TUWaterWays Water News and More from the Tulane Institute on Water Resources Law & Policy 23 August 2019

If a bit of something is good for you then surely a lot of it has to be even better for you right?  Nope, at least when it comes to nutrition where both people and natural systems can succumb to the “too much of a good thing is a bad thing syndrome”.  That is certain the case for the Mississippi River and nutrients where the MoaGTiaBTS is on full display.    The connections between hypoxia in the Gulf and the River nutrient loads are well known.  This year’s long highwater season on the River has been linked to algae blooms, displaced fisheries, and beach closures in Mississippi, so much so that the State of Mississippi’s Secretary of State is asking the Army Corps of Engineers to consider new ways of managing floods on the River to keep polluted river water away.  Top that off with a new study published in the journal Restoration Ecology that suggests that the elevated nutrient levels in river water can actually weaken coastal wetlands.
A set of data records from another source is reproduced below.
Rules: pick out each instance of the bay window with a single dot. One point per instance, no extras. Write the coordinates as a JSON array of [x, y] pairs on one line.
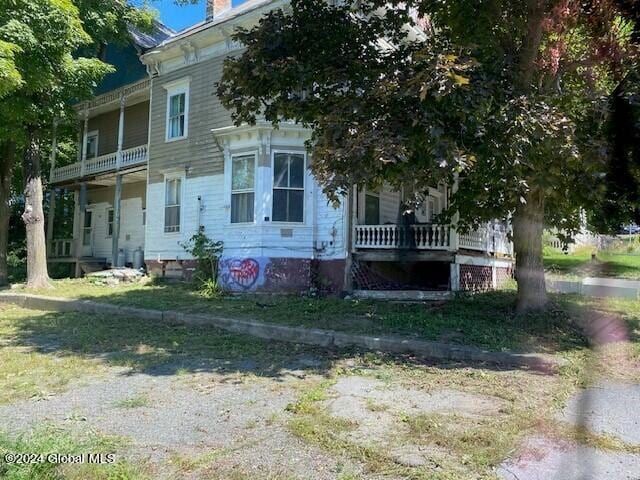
[[288, 187]]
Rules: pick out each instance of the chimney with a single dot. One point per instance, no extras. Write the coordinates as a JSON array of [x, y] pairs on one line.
[[215, 8]]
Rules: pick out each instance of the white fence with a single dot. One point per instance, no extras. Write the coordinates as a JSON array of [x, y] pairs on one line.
[[489, 238]]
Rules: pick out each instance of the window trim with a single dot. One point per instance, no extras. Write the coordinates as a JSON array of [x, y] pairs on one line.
[[177, 87], [93, 133], [303, 189], [168, 178], [254, 190]]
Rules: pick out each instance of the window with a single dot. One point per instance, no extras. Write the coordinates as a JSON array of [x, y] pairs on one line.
[[92, 144], [242, 188], [87, 228], [371, 209], [177, 110], [288, 187], [172, 205], [110, 222]]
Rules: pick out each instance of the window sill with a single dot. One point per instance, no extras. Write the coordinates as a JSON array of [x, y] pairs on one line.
[[176, 139]]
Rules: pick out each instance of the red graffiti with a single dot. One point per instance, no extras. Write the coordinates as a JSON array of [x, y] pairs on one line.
[[245, 272]]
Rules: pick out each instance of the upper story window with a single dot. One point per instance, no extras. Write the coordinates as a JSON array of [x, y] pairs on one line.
[[288, 187], [92, 144], [110, 222], [172, 201], [177, 110], [243, 169]]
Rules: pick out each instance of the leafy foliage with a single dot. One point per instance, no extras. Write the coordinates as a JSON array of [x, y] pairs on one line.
[[207, 253], [475, 96]]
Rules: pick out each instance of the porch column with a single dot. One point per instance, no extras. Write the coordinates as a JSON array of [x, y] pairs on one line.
[[120, 133], [52, 197], [85, 137], [453, 241], [116, 221], [81, 205]]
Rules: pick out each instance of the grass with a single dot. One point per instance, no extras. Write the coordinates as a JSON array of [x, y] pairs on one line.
[[134, 402], [48, 440], [485, 320], [44, 352], [580, 264]]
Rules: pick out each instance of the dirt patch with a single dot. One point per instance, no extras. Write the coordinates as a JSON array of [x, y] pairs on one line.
[[380, 410]]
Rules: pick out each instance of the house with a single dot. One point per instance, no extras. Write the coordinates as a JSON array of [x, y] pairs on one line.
[[161, 160]]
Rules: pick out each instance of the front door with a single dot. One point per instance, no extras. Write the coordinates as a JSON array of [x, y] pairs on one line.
[[87, 234]]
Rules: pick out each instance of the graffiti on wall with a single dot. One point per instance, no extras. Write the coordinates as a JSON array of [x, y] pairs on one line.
[[265, 274], [240, 274]]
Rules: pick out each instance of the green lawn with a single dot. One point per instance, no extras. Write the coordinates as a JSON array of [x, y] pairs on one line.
[[485, 320], [619, 265], [48, 352]]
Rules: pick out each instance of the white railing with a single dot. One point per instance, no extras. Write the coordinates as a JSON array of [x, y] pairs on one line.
[[102, 164], [61, 248], [488, 238], [419, 237], [134, 156]]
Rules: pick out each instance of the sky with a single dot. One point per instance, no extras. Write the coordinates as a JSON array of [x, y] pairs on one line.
[[180, 18]]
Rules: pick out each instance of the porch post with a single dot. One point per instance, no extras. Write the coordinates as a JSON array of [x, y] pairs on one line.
[[120, 133], [81, 205], [85, 137], [52, 197], [350, 234], [116, 221], [454, 244]]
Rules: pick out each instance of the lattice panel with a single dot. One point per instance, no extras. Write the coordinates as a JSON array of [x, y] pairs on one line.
[[475, 278], [365, 278]]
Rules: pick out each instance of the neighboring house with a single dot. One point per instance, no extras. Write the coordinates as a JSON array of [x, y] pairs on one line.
[[162, 159]]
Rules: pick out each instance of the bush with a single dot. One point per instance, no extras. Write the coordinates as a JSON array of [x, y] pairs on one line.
[[207, 254]]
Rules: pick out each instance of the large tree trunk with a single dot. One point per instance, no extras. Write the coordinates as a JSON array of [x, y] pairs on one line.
[[33, 216], [7, 159], [528, 226]]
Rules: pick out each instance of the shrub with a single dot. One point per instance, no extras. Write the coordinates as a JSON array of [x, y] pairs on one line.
[[207, 254]]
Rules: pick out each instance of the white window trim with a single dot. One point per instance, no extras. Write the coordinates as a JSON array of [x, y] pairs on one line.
[[93, 133], [176, 88], [255, 189], [167, 178], [304, 187]]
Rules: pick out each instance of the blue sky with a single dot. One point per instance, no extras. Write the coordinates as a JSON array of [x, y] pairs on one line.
[[179, 18]]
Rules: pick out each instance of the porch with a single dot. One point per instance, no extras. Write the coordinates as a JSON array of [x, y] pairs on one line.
[[382, 222]]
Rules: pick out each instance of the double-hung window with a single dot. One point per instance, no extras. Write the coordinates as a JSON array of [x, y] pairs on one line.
[[288, 187], [177, 110], [110, 222], [243, 169], [172, 205]]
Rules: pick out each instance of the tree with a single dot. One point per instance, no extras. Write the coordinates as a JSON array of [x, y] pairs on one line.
[[510, 96], [41, 41]]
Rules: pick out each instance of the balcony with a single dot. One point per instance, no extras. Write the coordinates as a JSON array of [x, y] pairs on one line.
[[108, 163]]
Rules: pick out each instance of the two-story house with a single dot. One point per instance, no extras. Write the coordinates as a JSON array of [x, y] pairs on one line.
[[161, 159]]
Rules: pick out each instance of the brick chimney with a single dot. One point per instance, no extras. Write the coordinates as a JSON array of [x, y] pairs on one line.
[[217, 7]]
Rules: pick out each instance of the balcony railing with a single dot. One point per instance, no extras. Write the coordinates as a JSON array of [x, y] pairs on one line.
[[418, 237], [489, 238], [102, 164]]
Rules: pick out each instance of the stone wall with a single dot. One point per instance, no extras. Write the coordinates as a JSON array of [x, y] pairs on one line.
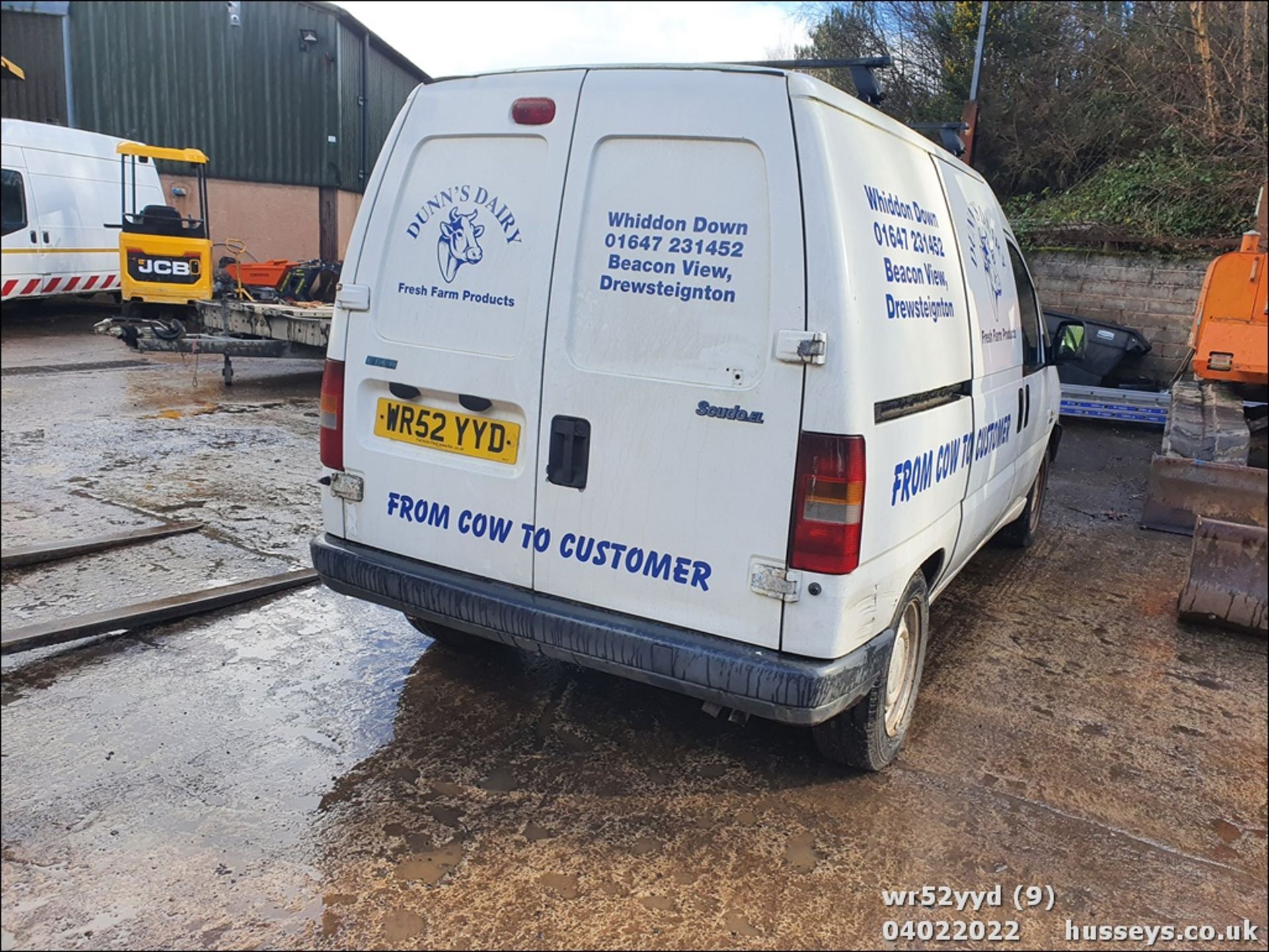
[[1150, 295]]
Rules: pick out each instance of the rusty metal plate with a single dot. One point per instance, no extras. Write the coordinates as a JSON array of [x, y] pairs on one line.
[[1227, 582], [1182, 490]]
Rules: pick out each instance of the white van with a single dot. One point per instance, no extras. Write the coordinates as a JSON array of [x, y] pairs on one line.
[[706, 377], [60, 192]]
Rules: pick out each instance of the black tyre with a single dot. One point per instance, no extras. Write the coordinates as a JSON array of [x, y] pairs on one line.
[[871, 734], [453, 638], [1023, 531]]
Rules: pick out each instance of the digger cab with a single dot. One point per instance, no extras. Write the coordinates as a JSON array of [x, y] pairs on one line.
[[165, 258]]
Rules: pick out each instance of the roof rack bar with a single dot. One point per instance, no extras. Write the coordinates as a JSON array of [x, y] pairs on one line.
[[867, 83]]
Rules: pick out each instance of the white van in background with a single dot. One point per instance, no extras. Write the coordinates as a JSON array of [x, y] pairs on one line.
[[60, 189], [706, 377]]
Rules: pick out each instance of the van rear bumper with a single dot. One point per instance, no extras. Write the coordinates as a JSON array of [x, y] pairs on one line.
[[783, 687]]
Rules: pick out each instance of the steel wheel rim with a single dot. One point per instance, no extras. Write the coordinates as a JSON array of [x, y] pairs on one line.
[[903, 667]]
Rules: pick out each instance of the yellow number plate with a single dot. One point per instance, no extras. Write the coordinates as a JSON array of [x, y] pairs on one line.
[[481, 437]]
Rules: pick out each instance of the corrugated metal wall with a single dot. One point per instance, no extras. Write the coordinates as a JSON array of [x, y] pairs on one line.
[[262, 108], [33, 42], [389, 88]]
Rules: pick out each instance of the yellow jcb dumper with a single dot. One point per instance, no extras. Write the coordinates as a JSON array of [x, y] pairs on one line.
[[165, 259], [1202, 482]]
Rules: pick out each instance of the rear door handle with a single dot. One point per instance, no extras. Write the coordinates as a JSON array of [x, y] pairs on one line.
[[569, 454]]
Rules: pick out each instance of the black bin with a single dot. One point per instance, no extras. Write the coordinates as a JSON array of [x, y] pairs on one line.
[[1112, 353]]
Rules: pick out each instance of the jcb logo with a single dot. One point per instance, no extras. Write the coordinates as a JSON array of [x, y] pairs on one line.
[[164, 266], [161, 268]]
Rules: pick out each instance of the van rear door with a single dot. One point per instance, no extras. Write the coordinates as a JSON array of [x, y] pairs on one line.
[[444, 367], [669, 430]]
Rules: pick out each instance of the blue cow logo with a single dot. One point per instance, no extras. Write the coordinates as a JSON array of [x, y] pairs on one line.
[[986, 251], [457, 244]]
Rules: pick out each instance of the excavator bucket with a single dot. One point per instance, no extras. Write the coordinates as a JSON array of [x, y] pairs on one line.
[[1182, 490], [1227, 583]]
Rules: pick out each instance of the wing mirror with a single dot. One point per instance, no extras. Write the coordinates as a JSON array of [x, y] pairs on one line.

Yes, that is the very same river water that many of the plans for saving (to the extent it can be) Louisiana’s coast depend on and that some local governments are losing confidence in.   Before jettisoning coastal restoration and flood control due to pollution concerns, perhaps some serious attention should be given to actually making the river clean enough to use.  Just an idea, and not even a new one.  Since 1997 EPA has been leading voluntary multistate task force aimed at reducing nutrient levels in the Mississippi River and Gulf.  In the ensuing 22 years, it has not made a dent and until Louisiana and Mississippi insist on improvement that won’t likely change.  Louisiana’s latest proposed nutrient management strategy does not get there, as this Institute’s comments point out.  The only thing in shorter supply than time to act has been the will to act. Maybe it will be different this go round.